Following the schematic plan laid out in Figure 1, the expression profile of miRNAs in LNCs of the 3 groups of rats (celastrol-/vehicle-treated arthritic rats and Incubation phase rats), each in triplicate, was determined using GeneChip™ miRNA 4.0 Array (Affymetrix, Santa Clara, CA, USA). Raw microarray data (CEL files) were first pre-processed using the Robust Multi-Array Average (RMA) technique. The RMA algorithm was used to conduct background corrections, to normalize the distribution, and to summarize probe intensities. Thereafter, principal component analysis (PCA) was performed. The PCA covered 85.07% of the variability for the 3 groups of LNCs/rats. Following RMA and PCA, ANOVA was performed. After adjusting for p-value (<0.05) and more than two-fold change, those miRNA elements that met the cut-off values were identified. The microarray platform had miRNA probes of multiple species (e.g., rat, mouse, and human), as well as multiple probes of each species for a single miRNA. Therefore, the hybridization intensities for all such probes were collectively recorded as “miRNA elements”. In subsequent analysis, “miRNA” refers to a given RNA sequence represented by the probes of a single species.

We then employed Ingenuity Pathway Analysis (IPA) (Qiagen), as well as TargetScan, miRbase, and miRNA.org (available online: www.microRNA.org) software, to further analyze the top miRNAs and their potential gene targets. Using “Context score”, a score that determines how likely it is for a miRNA to bind to a specific gene target, the highest-scoring and most relevant genes for RA targeted by select miRNA were identified. We have also included in our analysis a few miRNAs (e.g., miR-27a) that are altered under in vitro settings (i.e., LNCs of arthritic rats treated with antigen/celastrol in vitro). This testing was necessary because the in vitro exposure of LNCs and other cell types to celastrol is required to carrying out some of the subsequent validation and mechanistic studies. In the Venn diagram depiction, “uniquely” up-/downregulated refers to change in miRNA elements that are evident in response to only one entity—antigen only or celastrol only—not by both. To examine the potential biological functions of the select miRNAs, the data was subjected to IPA Core analysis. The selected genes were then further grouped into functional categories and plotted as a bar graph. We also examined the key miRNA–mRNA interactions using the network mapping tool for gaining further insight into how these miRNAs might affect different mediators and pathways in RA.

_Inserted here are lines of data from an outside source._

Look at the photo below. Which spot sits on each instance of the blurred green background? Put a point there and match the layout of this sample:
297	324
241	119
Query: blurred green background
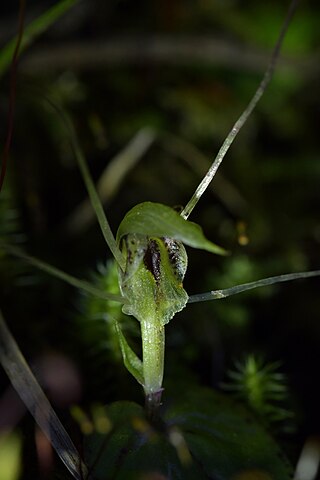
174	76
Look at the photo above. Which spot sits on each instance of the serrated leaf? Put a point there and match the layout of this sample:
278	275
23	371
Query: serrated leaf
132	362
157	220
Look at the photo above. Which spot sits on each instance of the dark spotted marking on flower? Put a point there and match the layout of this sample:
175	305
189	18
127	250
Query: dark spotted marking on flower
152	259
175	258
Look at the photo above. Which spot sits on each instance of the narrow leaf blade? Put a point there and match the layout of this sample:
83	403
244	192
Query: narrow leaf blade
228	292
37	403
75	282
33	30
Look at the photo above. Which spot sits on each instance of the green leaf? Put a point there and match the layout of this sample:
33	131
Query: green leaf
204	435
33	30
157	220
132	362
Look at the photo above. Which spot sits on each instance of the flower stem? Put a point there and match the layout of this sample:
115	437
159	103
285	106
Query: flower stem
153	341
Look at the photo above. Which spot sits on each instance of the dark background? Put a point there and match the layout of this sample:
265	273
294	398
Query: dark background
186	70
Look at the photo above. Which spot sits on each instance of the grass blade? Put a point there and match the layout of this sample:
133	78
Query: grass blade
37	403
75	282
33	30
227	292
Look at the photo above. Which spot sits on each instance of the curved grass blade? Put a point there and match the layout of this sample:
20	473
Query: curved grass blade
157	220
93	194
75	282
227	292
33	30
242	119
37	403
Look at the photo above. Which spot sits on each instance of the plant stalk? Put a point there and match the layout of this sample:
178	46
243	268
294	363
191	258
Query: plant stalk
153	341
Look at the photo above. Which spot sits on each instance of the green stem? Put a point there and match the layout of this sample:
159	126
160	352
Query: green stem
153	362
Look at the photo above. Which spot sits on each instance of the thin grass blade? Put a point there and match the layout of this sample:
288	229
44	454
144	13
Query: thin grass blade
37	403
227	292
75	282
242	119
33	30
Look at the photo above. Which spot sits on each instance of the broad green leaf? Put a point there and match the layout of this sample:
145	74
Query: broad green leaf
204	435
132	362
157	220
33	30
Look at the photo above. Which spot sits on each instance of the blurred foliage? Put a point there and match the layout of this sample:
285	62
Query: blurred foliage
273	168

4.5. Testing Micro-RNA Levels in Sera of Rats

The levels of miRNAs in sera of control (naïve) rats, arthritic rats at peak phase of AA, and celastrol-treated rats at peak phase of AA were tested using Multiplex miRNA assays with FirePlex Particle Technology (Abcam, Cambridge, MA, USA). Briefly, blood samples were collected from rats at the peak phase of arthritis or age- and sex-matched control rats. Thereafter, serum was prepared from blood and 20 μL of each sample was subjected to multiplex miRNA assay [83]. The results obtained by Multiplex assay were analyzed using FirePlex Analysis Workbench software. The data was presented after normalizing with three endogenous normalizers selected using the geNorm algorithm: miR-146a-5p, miR-451-5p and miR-17-5p.

5. Conclusions

In summary, this is the first study in the AA model to unravel 8 miRNAs (miR-22, miR-27a, miR-96, miR-142, miR-223, miR-296, miR-298, and miR-451) that can serve as biomarkers of disease. Of these, 6 miRNAs (miR-22, miR-27a, miR-96, miR-142, miR-223, and miR-296) can also serve as biomarkers of therapeutic response in arthritis to celastrol. At present, it is not clear if these 6 biomarkers would also be applicable to monitoring therapeutic response to other anti-arthritic drugs. We believe that this information would open new avenues for better diagnosis, prognosis, and treatment of autoimmune arthritis.